Example
In my future-of-sexuality editorial a couple months back, I lamented the lack of (among other things) homosexuality and bisexuality in human-future-in-space sf.
Just encountered an excellent example of what I was looking for: Geoffrey A. Landis's "At Dorado," published in Asimov's last year and reprinted in Hartwell/Cramer's Year's Best SF 8.
The protagonist is a woman who lives on a space station and whose husband (Daryn) is a starship sailor. She's worried that Daryn might have been on a ship that was destroyed. She talks briefly with a young man, Tayo, who also lives on the station, who's worried that his lover might have been on that ship—and her first momentary reaction is to worry that Daryn might also be Tayo's lover. It doesn't bother her in the slightest that that would indicate that Daryn was bi, nor does she react at all to Tayo making clear that the lover he's looking for is indeed male; what bothers her is only the possibility that Daryn might've been cheating on her.

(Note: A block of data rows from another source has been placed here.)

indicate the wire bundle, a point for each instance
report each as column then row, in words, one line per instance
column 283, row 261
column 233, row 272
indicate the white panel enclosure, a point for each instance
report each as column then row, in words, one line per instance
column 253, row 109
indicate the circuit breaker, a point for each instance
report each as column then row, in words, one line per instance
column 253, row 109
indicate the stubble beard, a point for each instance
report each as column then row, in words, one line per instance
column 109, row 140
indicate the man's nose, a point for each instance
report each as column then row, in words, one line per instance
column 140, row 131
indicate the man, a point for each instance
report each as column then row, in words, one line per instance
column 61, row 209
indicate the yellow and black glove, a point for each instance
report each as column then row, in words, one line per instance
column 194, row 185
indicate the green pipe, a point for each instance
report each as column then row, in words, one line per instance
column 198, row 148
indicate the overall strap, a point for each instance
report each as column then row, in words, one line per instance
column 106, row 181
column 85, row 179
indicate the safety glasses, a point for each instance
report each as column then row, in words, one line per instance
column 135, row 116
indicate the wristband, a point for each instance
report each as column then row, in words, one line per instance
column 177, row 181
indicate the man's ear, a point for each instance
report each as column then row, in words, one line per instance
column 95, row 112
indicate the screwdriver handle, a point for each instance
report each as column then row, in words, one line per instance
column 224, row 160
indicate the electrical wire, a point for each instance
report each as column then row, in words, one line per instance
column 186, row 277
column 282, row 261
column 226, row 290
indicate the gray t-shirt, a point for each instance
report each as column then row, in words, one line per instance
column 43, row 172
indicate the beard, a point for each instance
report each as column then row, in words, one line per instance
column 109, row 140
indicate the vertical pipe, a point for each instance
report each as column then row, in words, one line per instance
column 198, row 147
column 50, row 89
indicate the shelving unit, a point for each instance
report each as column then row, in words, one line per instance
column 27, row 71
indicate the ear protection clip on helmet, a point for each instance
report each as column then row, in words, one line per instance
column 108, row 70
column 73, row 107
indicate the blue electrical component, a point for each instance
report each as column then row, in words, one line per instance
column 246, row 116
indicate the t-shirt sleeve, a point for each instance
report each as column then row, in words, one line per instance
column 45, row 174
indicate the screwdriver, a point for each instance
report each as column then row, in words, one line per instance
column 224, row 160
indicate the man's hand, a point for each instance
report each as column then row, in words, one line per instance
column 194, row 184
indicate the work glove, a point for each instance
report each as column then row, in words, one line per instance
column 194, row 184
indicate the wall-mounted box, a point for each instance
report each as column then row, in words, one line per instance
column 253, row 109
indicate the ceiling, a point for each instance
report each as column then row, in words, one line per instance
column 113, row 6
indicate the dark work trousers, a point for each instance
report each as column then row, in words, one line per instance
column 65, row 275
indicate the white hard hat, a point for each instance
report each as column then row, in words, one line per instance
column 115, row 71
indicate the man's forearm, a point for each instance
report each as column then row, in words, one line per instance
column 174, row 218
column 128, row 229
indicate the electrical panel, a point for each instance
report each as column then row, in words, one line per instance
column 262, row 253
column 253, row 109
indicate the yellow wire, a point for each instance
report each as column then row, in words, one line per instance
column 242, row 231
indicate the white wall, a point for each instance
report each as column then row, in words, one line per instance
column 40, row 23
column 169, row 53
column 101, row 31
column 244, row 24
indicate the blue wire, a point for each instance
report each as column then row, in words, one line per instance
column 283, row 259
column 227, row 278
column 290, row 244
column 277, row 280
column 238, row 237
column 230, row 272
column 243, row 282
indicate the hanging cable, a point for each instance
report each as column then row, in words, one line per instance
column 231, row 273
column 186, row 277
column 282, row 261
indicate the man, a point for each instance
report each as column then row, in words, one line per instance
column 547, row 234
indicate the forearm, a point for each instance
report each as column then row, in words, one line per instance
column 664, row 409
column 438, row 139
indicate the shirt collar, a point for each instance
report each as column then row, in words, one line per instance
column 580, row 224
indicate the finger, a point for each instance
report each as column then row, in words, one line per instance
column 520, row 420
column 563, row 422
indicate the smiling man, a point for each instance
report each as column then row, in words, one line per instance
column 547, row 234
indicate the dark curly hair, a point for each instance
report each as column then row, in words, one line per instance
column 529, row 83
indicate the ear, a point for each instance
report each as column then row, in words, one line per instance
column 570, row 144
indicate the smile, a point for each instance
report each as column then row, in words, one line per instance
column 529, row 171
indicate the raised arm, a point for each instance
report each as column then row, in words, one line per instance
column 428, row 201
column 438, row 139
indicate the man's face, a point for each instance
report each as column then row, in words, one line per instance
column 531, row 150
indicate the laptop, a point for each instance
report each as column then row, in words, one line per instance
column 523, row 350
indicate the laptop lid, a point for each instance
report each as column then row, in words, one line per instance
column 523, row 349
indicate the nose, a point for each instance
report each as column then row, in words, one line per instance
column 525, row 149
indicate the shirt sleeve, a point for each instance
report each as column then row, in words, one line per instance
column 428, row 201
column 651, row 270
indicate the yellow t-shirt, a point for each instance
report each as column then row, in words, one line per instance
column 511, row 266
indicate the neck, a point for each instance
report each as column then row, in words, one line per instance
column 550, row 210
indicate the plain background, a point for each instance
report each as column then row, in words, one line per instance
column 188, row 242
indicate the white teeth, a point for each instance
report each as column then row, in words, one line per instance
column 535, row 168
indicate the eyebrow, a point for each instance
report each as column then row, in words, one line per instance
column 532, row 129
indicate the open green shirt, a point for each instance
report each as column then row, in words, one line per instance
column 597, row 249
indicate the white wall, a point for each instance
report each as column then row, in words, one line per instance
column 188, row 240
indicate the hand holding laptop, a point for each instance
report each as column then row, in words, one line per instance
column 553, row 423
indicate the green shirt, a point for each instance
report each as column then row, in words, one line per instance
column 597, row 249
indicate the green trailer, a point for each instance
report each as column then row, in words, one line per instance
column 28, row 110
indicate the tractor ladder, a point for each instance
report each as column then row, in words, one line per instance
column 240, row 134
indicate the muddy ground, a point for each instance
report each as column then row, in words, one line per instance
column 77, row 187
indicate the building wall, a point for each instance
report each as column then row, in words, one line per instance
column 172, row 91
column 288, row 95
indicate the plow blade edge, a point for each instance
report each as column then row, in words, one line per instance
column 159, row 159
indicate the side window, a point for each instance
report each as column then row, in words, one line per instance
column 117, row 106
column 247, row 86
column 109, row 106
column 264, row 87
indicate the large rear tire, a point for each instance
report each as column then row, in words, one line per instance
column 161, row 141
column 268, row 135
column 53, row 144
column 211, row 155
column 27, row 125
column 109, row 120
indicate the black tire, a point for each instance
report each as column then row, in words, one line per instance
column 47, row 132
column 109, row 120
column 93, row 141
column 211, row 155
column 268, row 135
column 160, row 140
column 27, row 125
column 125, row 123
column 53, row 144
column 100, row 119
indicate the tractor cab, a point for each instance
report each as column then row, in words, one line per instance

All this is in passing, a minor incident that's thematically important to the story but not a major plot point; just casual, which neatly makes clear that homosexuality and bisexuality are ordinary and unremarkable in the world of the story. Nicely done, all the more so because Landis could just as easily have made Tayo female and thereby kept everyone straight.
I like the story as a story, too, btw; a little bit predictable, but good anyway.